The test is carried out as follows: On a saucer, place a small amount of the salt to be tested, and separately on the same saucer, a similar amount of salt iodized at the locally legal level. Moisten both portions of salt with two drops of the reagent. The wet iodized salt should turn grayish-blue immediately, and the colour will remain visible for several minutes before turning brown. If the salt being tested turns the same grayish-blue, it is properly iodized.

Note

This test can be used to estimate roughly the relative degree of iodization in different samples because it produces some range of grayish-blue colour over much of the official range of concentrations. It cannot be used to detect the iodide ion because solution II is itself iodide: the test needs iodide to free iodine from iodate in a visible manner.

Travelling Kit

A travelling kit can conveniently be assembled. For the iodide alternative it would consist of one 60-ml dropper bottle, two 30-ml dropper bottles, and two 50-ml powder flasks to contain, respectively, solution A (and the completed reagent), solutions B and C, powdered starch (or unguent), and iodized salt. For the iodate alternative the same kit would suffice if solutions II and III were substituted for solutions B and C respectively. A kit allowing the detection of both iodide and iodate would require four 30 ml dropper bottles to contain solutions B, C, II, and III. It is recommended that stoppers be secured with string tied in a pharmacist's knot. Measuring spoons, one 50-ml graduated cylinder, one white-glazed ceramic tile, and two glass-rod stirrers may be convenient additions.

NOTES

1. If no standard balance is available, weighings may be carried out on a good letter balance. Volumes of liquids may be measured with graduate cylinders and "drops" are those delivered by standard medicine droppers (about 0.05 ml each). Such equipment, if carefully used, is sufficiently accurate for these tests.

2. If it is impractical to boil the starch, a suitable alternative is "unguentum glycerini," which is a standard preparation in several pharmacopoeias. it is prepared from, in parts by weight: wheat starch, 10; water, 15; and glycerol, 90. The wheat starch and water are mixed to a homogeneous suspension, the glycerol is then added, and the mixture is warmed over a water bath (90 C) until it becomes uniformly translucent in thin layers. Under tropical conditions, this unguent may become mouldy over a period of days or weeks; however, if the surface layer of mould is removed, the remaining mixture may still be used. If mould growth becomes a serious problem, 6 parts per thousand of thiomersal, incorporated after the glycerol, will act as an effective preservative. An alternative preservative consists of 0.1 9 of methyl-p-hydroxybenzoate per 100 9 of unguent; although this preservative has not been tested under tropical conditions, it is effective in temperate climates and does not interfere with the proposed spot tests.

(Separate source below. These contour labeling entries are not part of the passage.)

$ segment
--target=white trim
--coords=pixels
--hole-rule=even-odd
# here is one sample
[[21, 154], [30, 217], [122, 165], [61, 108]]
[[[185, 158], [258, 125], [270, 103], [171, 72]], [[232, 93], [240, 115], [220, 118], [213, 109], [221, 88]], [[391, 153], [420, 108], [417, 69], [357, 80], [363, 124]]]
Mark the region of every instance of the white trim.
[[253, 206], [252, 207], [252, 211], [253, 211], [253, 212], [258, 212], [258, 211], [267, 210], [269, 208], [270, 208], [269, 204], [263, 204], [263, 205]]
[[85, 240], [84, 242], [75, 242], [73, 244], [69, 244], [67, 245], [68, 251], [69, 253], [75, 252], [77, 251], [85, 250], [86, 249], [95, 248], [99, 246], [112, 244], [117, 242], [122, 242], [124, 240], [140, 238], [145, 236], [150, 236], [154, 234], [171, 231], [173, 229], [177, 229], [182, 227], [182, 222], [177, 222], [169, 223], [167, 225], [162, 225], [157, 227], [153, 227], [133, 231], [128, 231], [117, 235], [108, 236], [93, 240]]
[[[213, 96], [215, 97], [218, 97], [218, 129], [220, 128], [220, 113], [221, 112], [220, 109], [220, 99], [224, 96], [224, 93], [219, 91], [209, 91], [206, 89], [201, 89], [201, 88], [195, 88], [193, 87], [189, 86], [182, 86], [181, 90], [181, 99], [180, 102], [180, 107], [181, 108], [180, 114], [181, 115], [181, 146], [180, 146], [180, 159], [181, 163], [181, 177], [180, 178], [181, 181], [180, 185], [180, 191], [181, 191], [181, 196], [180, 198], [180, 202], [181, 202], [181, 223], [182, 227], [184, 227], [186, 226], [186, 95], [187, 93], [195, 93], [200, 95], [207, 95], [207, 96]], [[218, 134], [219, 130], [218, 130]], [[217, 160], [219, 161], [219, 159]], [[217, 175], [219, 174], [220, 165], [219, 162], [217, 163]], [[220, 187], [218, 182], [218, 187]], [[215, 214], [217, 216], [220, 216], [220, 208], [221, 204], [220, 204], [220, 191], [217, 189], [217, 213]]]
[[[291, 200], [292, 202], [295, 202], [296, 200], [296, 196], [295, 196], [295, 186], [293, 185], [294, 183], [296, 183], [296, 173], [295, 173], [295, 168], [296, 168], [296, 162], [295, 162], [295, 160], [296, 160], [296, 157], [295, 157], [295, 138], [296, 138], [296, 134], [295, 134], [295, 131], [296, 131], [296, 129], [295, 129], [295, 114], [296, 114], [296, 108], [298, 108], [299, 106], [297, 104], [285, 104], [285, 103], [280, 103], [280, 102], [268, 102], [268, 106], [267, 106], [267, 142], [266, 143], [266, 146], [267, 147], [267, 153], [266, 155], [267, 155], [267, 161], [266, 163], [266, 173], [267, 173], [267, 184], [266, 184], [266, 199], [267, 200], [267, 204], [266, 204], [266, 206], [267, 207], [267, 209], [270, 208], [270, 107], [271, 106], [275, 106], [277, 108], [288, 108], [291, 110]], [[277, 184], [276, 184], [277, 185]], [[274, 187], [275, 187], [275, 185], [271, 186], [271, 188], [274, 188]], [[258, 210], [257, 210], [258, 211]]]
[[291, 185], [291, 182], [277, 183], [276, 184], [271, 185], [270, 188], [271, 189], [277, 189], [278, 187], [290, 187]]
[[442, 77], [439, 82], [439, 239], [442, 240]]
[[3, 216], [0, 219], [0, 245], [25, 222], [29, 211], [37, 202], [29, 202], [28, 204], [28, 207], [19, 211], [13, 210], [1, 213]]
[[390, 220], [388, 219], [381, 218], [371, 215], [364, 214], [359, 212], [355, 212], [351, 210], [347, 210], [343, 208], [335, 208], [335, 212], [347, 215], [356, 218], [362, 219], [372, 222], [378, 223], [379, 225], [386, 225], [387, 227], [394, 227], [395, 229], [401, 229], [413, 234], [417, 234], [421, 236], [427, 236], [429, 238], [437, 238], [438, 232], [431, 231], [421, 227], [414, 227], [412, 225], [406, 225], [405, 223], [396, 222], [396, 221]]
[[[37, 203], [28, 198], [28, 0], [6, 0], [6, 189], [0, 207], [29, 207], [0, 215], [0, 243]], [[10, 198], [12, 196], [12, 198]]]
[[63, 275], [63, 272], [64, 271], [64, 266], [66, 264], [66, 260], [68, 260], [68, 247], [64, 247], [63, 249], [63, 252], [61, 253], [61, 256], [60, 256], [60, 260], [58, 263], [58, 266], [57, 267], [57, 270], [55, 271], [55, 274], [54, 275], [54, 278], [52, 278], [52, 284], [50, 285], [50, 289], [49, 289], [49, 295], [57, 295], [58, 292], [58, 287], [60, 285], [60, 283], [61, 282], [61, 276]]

Half a teaspoonful of the unguent plus 45 ml (3 tablespoonfuls) of water, well mixed to a homogeneous whitish suspension, provides a good alternative to solution A.

3. In tropical climates the solution will tend to become mouldy. It will keep longer if 5 g of thiomersal powder are added to each 25 g of starch, which gives a final concentration of 0.1% thiomersal in the solution. There is little doubt that other preservatives may be used instead, their choice being a matter of local availability, effectiveness, and lack of interference with the spot tests themselves.

4. Under tropical conditions the least stable component is solution A, and it is the solution that will need to be prepared anew if the positive test fails. Solution B should be the second component to be suspected, while solution C is adequate as long as it remains colourless.

5. Under tropical conditions the least stable component is solution I, and it is this solution that will need to be prepared anew if the positive test fails. Solution II should be the second component to be suspected. Solutions II and III are adequate as long as they remain colourless.